Women’s writing power coming into own in Africa
By Madhusree Chatterjee, IANSMonday, February 14, 2011
NEW DELHI - Women writers are coming into their own in African contemporary literature, dominating the shortlist - with nine out of 12 - for the Commonwealth Writers’ Prize 2011 for best book and best first book from Africa.
The shortlisted writers for the best book include Aminatta Forna (Sierra Leone) for “The Memory of Love,” Sukiswa Wanner (South Africa) for “Men of the South”, Bridget Pitt (Nigeria) for “The Unseen Leopard”, Sue Rabie (South Africa) for “Blood at Bay” and Patricia Schonstein (South Africa) for “Banquet at Brabazan”.
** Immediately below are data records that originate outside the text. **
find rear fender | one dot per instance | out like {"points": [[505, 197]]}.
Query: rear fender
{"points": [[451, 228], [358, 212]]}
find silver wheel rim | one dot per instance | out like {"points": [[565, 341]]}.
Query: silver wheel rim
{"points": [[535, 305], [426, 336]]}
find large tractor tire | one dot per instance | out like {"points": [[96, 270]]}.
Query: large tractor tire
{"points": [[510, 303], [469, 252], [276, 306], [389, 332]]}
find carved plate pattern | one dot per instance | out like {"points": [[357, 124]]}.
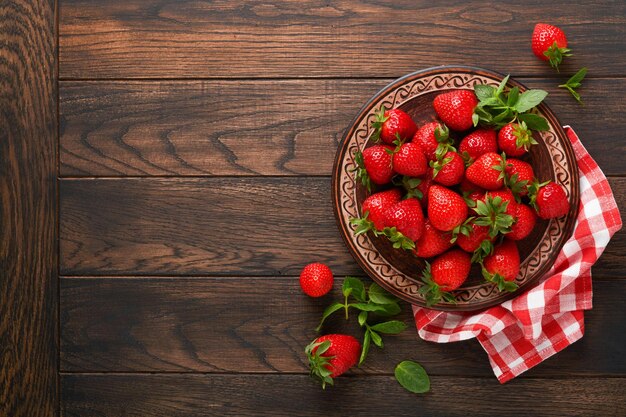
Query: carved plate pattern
{"points": [[557, 163]]}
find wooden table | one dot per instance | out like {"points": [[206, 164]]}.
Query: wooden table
{"points": [[165, 176]]}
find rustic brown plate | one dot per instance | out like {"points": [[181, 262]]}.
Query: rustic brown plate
{"points": [[398, 271]]}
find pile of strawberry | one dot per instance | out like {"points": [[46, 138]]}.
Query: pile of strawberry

Those shortlisted for the best first book in Africa include Cynthia Jele (South Africa) for “Happiness is a Four Letter Word”, Chioma Okereke (Nigeria) for “Bitter Leaf”, Graeme Friedman (South Africa) for “The Fossil Artist”, Uzoma Uponi (Nigeria) for “Colour Blind”, E.C. Osundu (Nigeria) for “Voice of America” and Alastair Bruce (South Africa) for “Walls of Days”.
The African winners will compete against writers from the four Commonwealth regions for the Commonwealth Writers’ Prize at the Sydney Writers’ Festival during May 16-22, said a statement issued by the Commonwealth Foundation.
Last year, the prize ceremony was held April 12 in India where Indian writer Rana Dasgupta won the prize for his book “Solo”, carrying home a purse of 10,000 pounds sterling, while the best first book prize of 5,000 pounds was awarded to Australia’s Glenda Guest for “Siddon Rock”.
The Commonwealth Writers’ Prize has played a key role in bringing African literature to an international audience, unearthing compelling stories in human experience.
Winners of the 2011 prize will follow in the footsteps of the biggest African names in fiction, including Chimamanda Ngozi Adichie, who won the best first book award in 2005 for her book “Purple Hibiscus”.
Ajoa Ayeboah-Afari, the Africa regional chair, said “one could not be struck by the dazzling diversity of the approaches to telling a love story, a recurring theme for the 2011 best book entries from the African region.”
“In a world now so focused on other creative forms, the talent demonstrated by these first works of fiction is awesome and gives hope for the future of creative writing in Africa,” Afari said.
“This year we are taking the prize to a new segment of audience in Australia. The prize underlines our commitment to promoting cultural exchange and diversity,” Commonwealth Foundation director Mark Collins said.
The 2011 pan-Commonwealth panel of judges, which will decide the overall winners, will be chaired by Nicholas Hasluck, who is also the chair of the Commonwealth Writers’ Prize.
The panel comprises the four regional chairpersons: Ajoa Yeboah-Afari (Africa), Antonia MacDonald-Smythe (Caribbean and Canada), Muneeza Shamsie (South Asia and Europe), and Paul Sharrad (South East Asia and Pacific).
According to South Africa-based editor and writer Helen Moffet, a new generation of African women writers is dabbling in a gamut of subjects like chick lit for the educated working women, thrillers, crime, humour, women’s issues and social realities.
The books cater to a growing commercial fiction market in the continent where exchange and arrival of quality global literature are still very slow, she said.
According to her, African women’s literature was exhibiting two broad trends.
“One was the desire to write more commercially acceptable fiction and the other a proclivity to experiment with new literary formats,” Moffet told IANS.
Commonwealth Prize winner Chimamanda Adichi, the best known among the current lot of women’s writers in Africa, said her prose “reflected a colonial assimilation of cultures”, a trend that coloured the neo-African literature.
Adichi attributes her style to “the westernisation of her native tongue Igbo.”
“My siblings and I, for example, speak an Igbo that is very different from my father’s because our Igbo has become anglicised. But my father’s Igbo is still quite beautiful and rich.
“I hope my writing somehow acknowledges my language experience, the fluidity - the fact that English is mine. But it’s a particular kind of English. I want to write about characters who speak mostly English, I suppose, but who also are very much part of another language,” Adichi told IANS in an interview.